But a bombshell case filed this week in U.S. District Court alleges that Householder’s comeback road was paved by $60 million in dark money from an Akron-based utility desperate for a financial bailout.
Householder used the cash to elect allies to legislative seats in 2018, win the speaker post, pass House Bill 6 and kill an effort to put the new law up for a referendum, an 82-page criminal complaint alleges.
Mike Curtin, former publisher of the Columbus Dispatch and a two-term Democrat in the Ohio House, read the criminal complaint.
“What astonishes a lot of us is that Speaker Householder, having tip-toed past the graveyard once —widely reported, widely acknowledged that the feds were investigating him during his first tenure as speaker — wouldn’t have doubled down on being careful,” said Curtin, who is also author of the Ohio Political Almanac. “He was already targeted once. He knew he was targeted. It’s not like the feds have amnesia.”
Householder returned to power at the same time that one of his predecessors — Clarksville Republican Cliff Rosenberger — also was under federal investigation.
Rosenberger resigned in April 2018 after disclosing to the Dayton Daily News that he had hired a criminal defense attorney to handle an FBI probe. That investigation is still ongoing, FBI spokesman Todd Lindgren said this week. Rosenberger has denied any wrongdoing and he has not been charged.
At the local level, the FBI has revealed ongoing investigations in Toledo, Cincinnati and Dayton.
Last year federal authorities indicted seven people — three of whom have been convicted — in an investigation of public corruption in the Dayton region. All but one of the Dayton cases involved city of Dayton contracts.
Except for the Toledo case, which occurred in the northern district of Ohio, the FBI Public Corruption Task Force has been the investigatory muscle behind the cases. The task force also was instrumental in the convictions of Democratic lawmakers Carlton Weddington and Clayton Luckie and former deputy state treasurer Amer Ahmad.
“Our No. 1 priority in the FBI is public corruption. That’s because public corruption erodes public confidence and the strength of our great democracy,” said Chris Hoffman, Special Agent in Charge of the FBI Cincinnati field office, which oversees the task force. “Rooting out public corruption is extremely difficult but is a mission for which the FBI is uniquely suited and postured, trained and equipped.”
Public corruption cases are among the most labor-intensive, difficult investigations to conduct, said Ben Glassman, former U.S. Attorney for the Southern District of Ohio. The targets often go to great lengths to hide the corrupt activity and they’re among the most plugged in people, Glassman said.
When a public corruption case results in charges, people often say it’s a sad day for Ohio. Not Glassman.

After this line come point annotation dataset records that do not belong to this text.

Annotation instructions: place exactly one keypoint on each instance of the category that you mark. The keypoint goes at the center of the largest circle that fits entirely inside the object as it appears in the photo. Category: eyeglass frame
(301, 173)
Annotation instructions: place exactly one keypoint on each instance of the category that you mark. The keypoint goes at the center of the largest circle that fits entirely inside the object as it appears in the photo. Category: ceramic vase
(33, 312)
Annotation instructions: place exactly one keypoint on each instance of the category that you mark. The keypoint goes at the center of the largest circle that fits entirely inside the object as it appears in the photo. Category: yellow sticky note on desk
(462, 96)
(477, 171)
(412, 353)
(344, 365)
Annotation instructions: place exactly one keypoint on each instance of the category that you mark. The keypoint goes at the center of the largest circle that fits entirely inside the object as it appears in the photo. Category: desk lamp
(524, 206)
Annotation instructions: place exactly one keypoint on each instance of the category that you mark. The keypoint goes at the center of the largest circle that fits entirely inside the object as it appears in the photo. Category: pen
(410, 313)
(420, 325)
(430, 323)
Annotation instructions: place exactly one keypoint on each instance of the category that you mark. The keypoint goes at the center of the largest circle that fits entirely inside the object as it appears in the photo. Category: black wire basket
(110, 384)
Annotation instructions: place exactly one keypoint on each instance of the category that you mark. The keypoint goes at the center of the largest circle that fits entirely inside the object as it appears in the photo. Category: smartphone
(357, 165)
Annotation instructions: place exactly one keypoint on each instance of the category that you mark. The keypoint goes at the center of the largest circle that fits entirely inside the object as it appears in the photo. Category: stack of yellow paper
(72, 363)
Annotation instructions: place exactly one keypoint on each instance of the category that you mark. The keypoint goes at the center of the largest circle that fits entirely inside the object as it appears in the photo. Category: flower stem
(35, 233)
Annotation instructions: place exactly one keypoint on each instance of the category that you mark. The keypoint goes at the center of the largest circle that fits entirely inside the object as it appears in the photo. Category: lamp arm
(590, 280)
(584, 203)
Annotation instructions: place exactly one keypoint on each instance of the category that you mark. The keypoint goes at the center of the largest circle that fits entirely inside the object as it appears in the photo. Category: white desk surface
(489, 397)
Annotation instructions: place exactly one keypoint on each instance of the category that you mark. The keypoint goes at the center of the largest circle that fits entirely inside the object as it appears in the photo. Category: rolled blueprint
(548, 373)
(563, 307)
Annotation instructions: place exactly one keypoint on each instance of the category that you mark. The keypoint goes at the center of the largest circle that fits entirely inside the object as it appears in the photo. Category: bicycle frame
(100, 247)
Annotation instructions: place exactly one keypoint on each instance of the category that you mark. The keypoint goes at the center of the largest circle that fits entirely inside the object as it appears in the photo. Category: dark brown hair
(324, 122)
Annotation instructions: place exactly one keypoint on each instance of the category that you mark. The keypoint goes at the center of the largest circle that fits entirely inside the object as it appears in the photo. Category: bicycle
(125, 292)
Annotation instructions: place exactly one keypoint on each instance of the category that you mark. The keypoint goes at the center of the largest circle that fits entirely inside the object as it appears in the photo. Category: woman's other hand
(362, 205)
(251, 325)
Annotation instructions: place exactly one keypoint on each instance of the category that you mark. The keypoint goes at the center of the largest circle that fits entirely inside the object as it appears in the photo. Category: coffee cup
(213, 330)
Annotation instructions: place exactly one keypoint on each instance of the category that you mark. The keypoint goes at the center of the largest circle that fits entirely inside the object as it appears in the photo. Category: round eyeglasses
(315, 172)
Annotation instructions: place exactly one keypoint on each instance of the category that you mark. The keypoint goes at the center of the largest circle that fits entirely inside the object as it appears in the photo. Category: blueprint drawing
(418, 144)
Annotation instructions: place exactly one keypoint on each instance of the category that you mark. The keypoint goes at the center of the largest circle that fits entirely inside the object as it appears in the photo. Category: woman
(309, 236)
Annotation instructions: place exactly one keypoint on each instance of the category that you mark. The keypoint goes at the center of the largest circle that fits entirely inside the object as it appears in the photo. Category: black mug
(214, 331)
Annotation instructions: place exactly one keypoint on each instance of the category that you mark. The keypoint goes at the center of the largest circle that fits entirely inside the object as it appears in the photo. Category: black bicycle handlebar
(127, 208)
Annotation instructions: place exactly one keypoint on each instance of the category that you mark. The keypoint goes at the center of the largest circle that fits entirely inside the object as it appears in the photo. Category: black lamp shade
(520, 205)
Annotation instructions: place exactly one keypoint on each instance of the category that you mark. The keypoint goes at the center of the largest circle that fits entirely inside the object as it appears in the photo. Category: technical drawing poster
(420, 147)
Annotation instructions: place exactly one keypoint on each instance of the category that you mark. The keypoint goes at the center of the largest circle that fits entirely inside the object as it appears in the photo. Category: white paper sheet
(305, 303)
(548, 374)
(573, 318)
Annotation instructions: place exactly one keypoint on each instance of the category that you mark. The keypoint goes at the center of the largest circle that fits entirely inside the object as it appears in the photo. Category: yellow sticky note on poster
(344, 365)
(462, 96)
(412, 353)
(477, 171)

Glassman, who was speaking in general and not about a specific case, said: “The corruptions might be sad. The fact that it’s being exposed and the fact that people are held accountable is good. It shows the system is working. It sends a deterrent message and it should give the public confidence that law enforcement is on their side.”
Ohio Legislative Inspector General Tony Bledsoe said he doesn’t believe Ohio has a bigger corruption problem than any other state. The high profile cases coming to light are the result of federal resources being dedicated to rooting out public corruption, he said.
Bledsoe said making sure people know there is a robust law enforcement team in place and hard consequences for violations helps deter public corruption.
Federal agents work in shadows for months or years on these complex cases. But when it goes public, prosecutors and investigators often hold splashy press conferences and ring out a warning.
“Today’s announcement comes with a warning: From city councils to the statehouse, all forms of public corruption are unacceptable,” said Hoffman, the leader of the FBI Cincinnati Field office, this week when announcing the case against Householder and four others.
Curtin, who began his journalism career as a legislative reporter, said a number of factors contribute to public corruption, including one-party rule and players willing to participate in illegal schemes. Additionally, citizens are less engaged.
“A lot of smart people, highly intelligent people, pay little to no attention to public affairs. And there is a price to be paid for that,” he said. “You go back to the founders, especially Ben Franklin, and what they said about what it will require to maintain this incredible experiment in democratic republicanism. First and foremost, it takes an involved public who cares about civic affairs and takes part.”